On-the-fly Preference Alignment via Principle-Guided Decoding
Mingye Zhu, Yi Liu, Lei Zhang, Junbo Guo, Zhendong Mao
TL;DR
OPAD introduces On-the-fly Preference Alignment via Principle-Guided Decoding, a tuning-free framework that aligns model outputs with human principles during inference by maximizing a principle-guided reward under a KL constraint between the constrained and unconstrained policies. The reward is a token-level, sequential KL divergence term that captures residual alignment, enabling a per-token update: $p_{\theta}(\mathbf{y}_t|\mathbf{x},c,\mathbf{y}_{<t}) = \frac{1}{Z} \pi_{\theta}(\mathbf{y}_t|\mathbf{x},c,\mathbf{y}_{<t}) \exp( r_{\pi_{\theta}}(\mathbf{x},\mathbf{y}_{<t},c)/\beta )$, with a tractable partition function $Z$. Empirical results across general and personalized alignment tasks show OPAD can be competitive or superior to RLHF- and decoding-based baselines, while producing a larger token-level distribution shift that reflects stronger principle adherence and adjustable via $\beta$. The approach offers a scalable, decoding-time method to tailor outputs to diverse principles without fine-tuning, though it relies on KL-based rewards and may risk overfitting or rigidity in ambiguous contexts.
Abstract
With the rapidly expanding landscape of large language models, aligning model generations with human values and preferences is becoming increasingly important.

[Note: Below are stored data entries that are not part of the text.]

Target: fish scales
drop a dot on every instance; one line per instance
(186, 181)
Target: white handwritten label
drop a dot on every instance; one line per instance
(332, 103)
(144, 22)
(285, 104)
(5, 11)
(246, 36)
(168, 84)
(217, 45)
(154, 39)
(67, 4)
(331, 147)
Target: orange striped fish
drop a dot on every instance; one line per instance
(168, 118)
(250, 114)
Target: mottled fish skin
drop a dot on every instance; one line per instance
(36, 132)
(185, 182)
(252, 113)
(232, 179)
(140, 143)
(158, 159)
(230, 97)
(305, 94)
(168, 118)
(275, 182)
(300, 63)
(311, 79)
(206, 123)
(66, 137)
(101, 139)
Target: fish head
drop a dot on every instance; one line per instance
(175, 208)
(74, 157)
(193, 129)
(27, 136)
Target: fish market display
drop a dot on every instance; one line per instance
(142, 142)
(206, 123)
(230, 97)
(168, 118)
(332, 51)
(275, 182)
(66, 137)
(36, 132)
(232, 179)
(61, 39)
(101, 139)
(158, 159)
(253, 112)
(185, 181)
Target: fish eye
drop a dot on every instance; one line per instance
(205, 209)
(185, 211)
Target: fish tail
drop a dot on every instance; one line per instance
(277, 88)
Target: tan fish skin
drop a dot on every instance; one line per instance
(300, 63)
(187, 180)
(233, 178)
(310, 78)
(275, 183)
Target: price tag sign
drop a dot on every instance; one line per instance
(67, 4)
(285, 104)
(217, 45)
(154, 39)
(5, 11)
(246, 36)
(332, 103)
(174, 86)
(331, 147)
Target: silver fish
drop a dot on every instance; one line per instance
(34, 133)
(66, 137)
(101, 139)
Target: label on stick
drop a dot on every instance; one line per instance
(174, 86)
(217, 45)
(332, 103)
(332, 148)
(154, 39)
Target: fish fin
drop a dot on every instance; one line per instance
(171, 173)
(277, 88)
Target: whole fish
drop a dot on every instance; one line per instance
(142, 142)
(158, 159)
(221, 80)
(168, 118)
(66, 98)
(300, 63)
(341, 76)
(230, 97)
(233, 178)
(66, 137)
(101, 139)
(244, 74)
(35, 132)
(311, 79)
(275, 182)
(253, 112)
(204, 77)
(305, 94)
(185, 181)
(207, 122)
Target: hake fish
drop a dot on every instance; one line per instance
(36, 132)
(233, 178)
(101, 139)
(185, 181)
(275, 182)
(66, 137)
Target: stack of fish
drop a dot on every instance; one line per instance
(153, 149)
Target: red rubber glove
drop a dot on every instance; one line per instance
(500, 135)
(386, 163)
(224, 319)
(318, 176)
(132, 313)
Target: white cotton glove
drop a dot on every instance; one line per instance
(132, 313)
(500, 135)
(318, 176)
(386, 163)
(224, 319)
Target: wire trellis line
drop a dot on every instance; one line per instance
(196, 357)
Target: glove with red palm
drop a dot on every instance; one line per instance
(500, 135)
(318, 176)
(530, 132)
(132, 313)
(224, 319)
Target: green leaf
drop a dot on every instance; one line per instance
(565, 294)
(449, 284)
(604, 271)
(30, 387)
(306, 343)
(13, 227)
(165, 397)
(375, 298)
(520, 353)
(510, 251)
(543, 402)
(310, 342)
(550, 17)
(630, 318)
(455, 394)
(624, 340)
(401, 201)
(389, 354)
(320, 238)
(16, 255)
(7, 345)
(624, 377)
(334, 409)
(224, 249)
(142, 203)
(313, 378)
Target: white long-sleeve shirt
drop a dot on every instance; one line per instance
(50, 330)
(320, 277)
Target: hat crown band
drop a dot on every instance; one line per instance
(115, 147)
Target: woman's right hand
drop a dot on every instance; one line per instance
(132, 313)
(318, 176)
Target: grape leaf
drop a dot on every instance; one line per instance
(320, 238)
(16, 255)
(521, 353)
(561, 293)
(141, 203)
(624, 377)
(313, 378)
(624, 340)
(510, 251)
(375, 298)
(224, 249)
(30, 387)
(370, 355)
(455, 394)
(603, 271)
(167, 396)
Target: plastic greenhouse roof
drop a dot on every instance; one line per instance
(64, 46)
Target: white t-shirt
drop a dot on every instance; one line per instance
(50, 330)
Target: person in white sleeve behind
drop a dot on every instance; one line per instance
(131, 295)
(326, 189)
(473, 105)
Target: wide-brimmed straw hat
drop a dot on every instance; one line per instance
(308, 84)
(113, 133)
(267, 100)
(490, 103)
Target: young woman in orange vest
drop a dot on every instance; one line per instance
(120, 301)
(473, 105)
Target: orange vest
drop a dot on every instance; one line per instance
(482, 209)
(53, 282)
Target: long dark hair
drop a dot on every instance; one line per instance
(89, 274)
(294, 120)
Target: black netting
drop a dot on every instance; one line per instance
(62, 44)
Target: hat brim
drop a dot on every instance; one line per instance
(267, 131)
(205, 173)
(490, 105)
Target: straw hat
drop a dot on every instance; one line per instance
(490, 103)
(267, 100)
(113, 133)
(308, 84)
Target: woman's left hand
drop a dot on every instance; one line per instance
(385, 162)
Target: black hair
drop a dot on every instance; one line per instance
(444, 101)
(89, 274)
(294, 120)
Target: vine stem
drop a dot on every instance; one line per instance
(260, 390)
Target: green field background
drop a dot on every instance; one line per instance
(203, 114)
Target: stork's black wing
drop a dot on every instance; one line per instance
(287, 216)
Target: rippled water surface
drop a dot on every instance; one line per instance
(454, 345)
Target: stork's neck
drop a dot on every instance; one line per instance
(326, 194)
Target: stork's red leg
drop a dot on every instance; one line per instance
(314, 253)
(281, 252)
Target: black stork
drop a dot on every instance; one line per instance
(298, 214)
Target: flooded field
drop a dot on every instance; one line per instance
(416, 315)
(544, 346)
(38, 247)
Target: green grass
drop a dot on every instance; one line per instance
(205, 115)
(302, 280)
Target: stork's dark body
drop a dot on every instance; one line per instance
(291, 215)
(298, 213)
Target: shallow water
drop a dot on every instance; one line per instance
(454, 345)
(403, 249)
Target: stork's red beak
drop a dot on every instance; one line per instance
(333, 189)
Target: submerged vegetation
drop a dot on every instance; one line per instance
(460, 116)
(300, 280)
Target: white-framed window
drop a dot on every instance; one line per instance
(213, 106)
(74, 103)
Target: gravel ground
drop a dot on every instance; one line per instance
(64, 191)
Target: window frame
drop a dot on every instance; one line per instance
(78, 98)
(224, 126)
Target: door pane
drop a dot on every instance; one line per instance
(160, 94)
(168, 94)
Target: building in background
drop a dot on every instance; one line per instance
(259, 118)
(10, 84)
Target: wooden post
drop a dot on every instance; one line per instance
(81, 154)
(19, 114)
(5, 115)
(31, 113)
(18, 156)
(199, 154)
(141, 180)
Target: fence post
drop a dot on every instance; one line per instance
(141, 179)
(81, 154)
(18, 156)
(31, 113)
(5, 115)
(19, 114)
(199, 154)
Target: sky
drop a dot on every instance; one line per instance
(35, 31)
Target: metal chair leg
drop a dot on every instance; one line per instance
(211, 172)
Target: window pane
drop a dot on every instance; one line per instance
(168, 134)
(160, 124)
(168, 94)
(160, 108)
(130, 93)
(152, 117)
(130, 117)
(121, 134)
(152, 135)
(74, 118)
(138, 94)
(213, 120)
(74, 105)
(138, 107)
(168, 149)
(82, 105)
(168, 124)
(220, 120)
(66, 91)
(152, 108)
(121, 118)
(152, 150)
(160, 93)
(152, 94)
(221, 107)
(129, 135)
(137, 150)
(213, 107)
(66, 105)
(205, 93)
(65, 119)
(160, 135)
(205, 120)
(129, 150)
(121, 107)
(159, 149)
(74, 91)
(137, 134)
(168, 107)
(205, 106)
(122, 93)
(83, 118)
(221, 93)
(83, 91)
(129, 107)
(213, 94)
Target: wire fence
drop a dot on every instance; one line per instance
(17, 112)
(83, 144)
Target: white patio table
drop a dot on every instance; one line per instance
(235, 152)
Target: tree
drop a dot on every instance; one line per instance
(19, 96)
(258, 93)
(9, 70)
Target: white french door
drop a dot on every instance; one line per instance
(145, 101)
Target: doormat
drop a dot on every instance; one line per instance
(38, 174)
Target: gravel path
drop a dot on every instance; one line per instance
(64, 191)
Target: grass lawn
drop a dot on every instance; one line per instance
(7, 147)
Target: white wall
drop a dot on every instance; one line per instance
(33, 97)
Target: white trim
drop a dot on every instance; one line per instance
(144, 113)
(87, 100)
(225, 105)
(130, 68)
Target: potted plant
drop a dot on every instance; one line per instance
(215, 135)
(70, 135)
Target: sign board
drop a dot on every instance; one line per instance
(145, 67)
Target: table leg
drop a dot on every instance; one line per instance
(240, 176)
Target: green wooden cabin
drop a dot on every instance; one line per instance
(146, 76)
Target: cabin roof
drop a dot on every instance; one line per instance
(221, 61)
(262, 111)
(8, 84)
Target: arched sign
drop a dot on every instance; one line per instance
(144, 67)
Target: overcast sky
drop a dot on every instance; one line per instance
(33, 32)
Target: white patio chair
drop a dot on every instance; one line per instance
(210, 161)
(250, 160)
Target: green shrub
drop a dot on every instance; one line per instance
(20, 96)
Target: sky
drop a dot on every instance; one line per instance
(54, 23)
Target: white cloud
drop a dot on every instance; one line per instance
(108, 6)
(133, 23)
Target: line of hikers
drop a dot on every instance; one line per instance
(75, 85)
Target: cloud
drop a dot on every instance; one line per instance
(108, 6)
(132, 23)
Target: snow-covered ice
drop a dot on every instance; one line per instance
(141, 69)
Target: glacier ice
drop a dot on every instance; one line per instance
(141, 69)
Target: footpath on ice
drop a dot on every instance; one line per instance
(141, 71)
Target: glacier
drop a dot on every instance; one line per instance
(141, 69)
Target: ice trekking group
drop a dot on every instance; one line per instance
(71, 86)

Popular alignment methods, such as Reinforcement Learning from Human Feedback, have shown significant success in guiding models with greater control. However, these methods require considerable computational resources, which is inefficient, and substantial collection of training data to accommodate the diverse and pluralistic nature of human preferences, which is impractical. These limitations significantly constrain the scope and efficacy of both task-specific and general preference alignment methods. In this work, we introduce On-the-fly Preference Alignment via Principle-Guided Decoding (OPAD) to directly align model outputs with human preferences during inference, eliminating the need for fine-tuning. Our approach involves first curating a surrogate solution to an otherwise infeasible optimization problem and then designing a principle-guided reward function based on this surrogate. The final aligned policy is derived by maximizing this customized reward, which exploits the discrepancy between the constrained policy and its unconstrained counterpart. OPAD directly modifies the model's predictions during inference, ensuring principle adherence without incurring the computational overhead of retraining or fine-tuning. Experiments show that OPAD achieves competitive or superior performance in both general and personalized alignment tasks, demonstrating its efficiency and effectiveness compared to state-of-the-art baselines.